Old Heroines by Julia Alvarez

First published: 1984, in Homecoming: Poems

Type of poem: Narrative/verse essay

The Poem

In “Old Heroines” and in the other poems in her first collection, published when she was thirty-four, Julia Alvarez tests, develops, and polishes the incipient feminist voice that emerged clearly in her subsequent novels, How the García Girls Lost Their Accents (1991), In the Time of the Butterflies (1994), ¡Yo! (1997), and, most particularly, In the Name of Salome (2000). In her afterword to the 1996 edition of Homecoming, Alvarez claimed, “The only models I had been given by my mother and aunts and the heroines of novels were the homemaking model and the romantic model, both of which I had miserably failed at by age thirty-four.”

In “Lost Heroines,” Alvarez combines the homemaking model and the model provided by the romantic novels mentioned in her afterword. The poem begins with the simple question “Where do heroines go when their novels are over?” In the first ten-line stanza, Alvarez outlines the possibilities: Marry or board a train that will take the lost heroine to an old lover. These are the alternatives open to the heroines of novels. These were the two alternatives long available to women in a male-dominated society.

Alvarez’s heroine boards a train that races through a countryside, perhaps Russia, perhaps Iowa. Place does not matter. Women everywhere face the same kinds of problems. The old heroine “looks out the window, the dark fields rolling by,/ or maybe the night sky grainy with stars. . . .” Seeing her face reflected in the window, she muses about her future, wondering, “how long must I still play this part?” She questions whether women are submissive pawns in a game controlled by men.

The second ten-line stanza transports the reader from the train to what lies outside its windows in the dark night. The tracks carry the train past “farmhouses bathed in pale porchlight.” Alvarez ruminates on what lies behind the facades and on “the unstoried women who formed the mere backdrop/ to her beauty.” These are not the heroines of novels. These are house-cleaning, bread-baking, child-tending women, the kinds of women of whom Alvarez speaks in her afterword.

Who are these women, and what are their inmost hopes and dreams? As they “drift off to sleep/ in the arms of their husbands,” they become the heroines of novels, bedecked in beautiful furs, being whisked off to the excitement and sophistication of Chicago or Moscow or some other fabled city. Momentarily, they are queens—or at least princesses—in their own right. Yet the dream abruptly ends: “They wake with a start/ turning on lights to make sure of their status,” and the lost heroine on the train sees the brief lights in their windows,

from her jailhouse trainas she rides on forever in the haze of bright dreamswhich her sorrows inspire in these happier women.

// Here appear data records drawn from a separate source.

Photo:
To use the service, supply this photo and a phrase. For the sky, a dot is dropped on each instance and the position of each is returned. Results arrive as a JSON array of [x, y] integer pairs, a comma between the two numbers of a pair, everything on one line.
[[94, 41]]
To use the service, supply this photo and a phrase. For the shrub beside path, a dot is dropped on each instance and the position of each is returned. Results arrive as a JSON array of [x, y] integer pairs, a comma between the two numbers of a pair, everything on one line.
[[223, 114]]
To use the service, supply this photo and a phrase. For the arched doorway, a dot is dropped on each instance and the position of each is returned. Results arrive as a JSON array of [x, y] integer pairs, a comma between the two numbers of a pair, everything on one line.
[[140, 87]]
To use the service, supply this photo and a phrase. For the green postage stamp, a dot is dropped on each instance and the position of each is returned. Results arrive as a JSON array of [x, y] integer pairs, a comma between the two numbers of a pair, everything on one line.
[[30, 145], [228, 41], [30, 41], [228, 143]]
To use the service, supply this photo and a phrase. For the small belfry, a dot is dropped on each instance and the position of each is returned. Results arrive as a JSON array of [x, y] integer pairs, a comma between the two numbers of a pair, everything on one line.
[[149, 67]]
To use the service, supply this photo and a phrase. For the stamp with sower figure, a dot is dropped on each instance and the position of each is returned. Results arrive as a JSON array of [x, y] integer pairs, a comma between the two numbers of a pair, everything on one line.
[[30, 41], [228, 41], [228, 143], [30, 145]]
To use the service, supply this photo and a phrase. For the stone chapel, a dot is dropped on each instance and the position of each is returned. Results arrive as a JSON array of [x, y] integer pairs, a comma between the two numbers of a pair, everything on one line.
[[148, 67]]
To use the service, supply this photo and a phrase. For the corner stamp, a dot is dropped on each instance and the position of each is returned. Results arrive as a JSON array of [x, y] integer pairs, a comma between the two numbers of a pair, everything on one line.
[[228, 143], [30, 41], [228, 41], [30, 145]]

The poem, while it poses many questions about the identity of women and about their status in society, also, in twenty succinct lines, explores some of the sources of that status.

Forms and Devices

In the first stanza of “Old Heroines,” Alvarez presents a generalized portrait of an old heroine, a woman who was the centerpiece of a novel that has run its course and that has probably been remaindered. In the second stanza the poet juxtaposes this portrait with that of more conventional women, farm wives whose lives are filled with domestic chores, women who dream briefly in the night that they are glamorous and lead exciting lives. They waken from their dreams jarred by the realities of their own mundane lives. As the old heroine looks from the train window to their lighted windows, however, it is she who is confined and isolated. The dichotomy of these two stanzas heightens the contrasts between the two types of women.

This poem has no consistent meter. It begins with iambs, many of them containing eleven or twelve syllables to the line. As the poem progresses, however, some of the lines, such as “though it’s clear from the ending he has broken things off,” are hypermetric and some deviate from iambic to anapestic lines. Only two of the poem’s twenty lines rhyme, and even then the rhyme is not sufficiently close to call it exact. Line 1 ends with the word “over” and line 3 with the word “lover,” which gives the suggestion of rhyme, although the o in each word is pronounced differently so that the rhyme is inexact.

Although Alvarez seldom depends upon such poetic devices as rhyme and alliteration—only infrequently are words in the poem alliterative, such as “She sees,” “pale porchlight,” “beauty, betrayals,” and “wake with”—she engages her readers through strong, vivid visual imagery such as a “night sky grainy with stars” and through her use of unique diction, as “in that afterward light.” The author uses effects of this sort sparingly, electing to write simply and straightforwardly, often choosing generalities over specifics to reinforce what she is saying. Certainly the center of the poem, the lost heroine, remains a generality, never emerging in detail because she represents a general type. As such she delivers a significant impact. This sort of presentation also permits and encourages readers to shape the old heroine within their own minds into whatever form they wish.

The first stanza is one of motion. The train rolls through the countryside. Images flash by, and impressions pile up in rapid succession. The second, contrasting stanza is static. It is about simple people inhabiting simple houses in rural settings. The women in Alvarez’s farmhouses dream of a life they cannot experience, then wake to “make sure of their status.” Alvarez uses this sharp contrast as an effective device for enhancing the impact of her poem.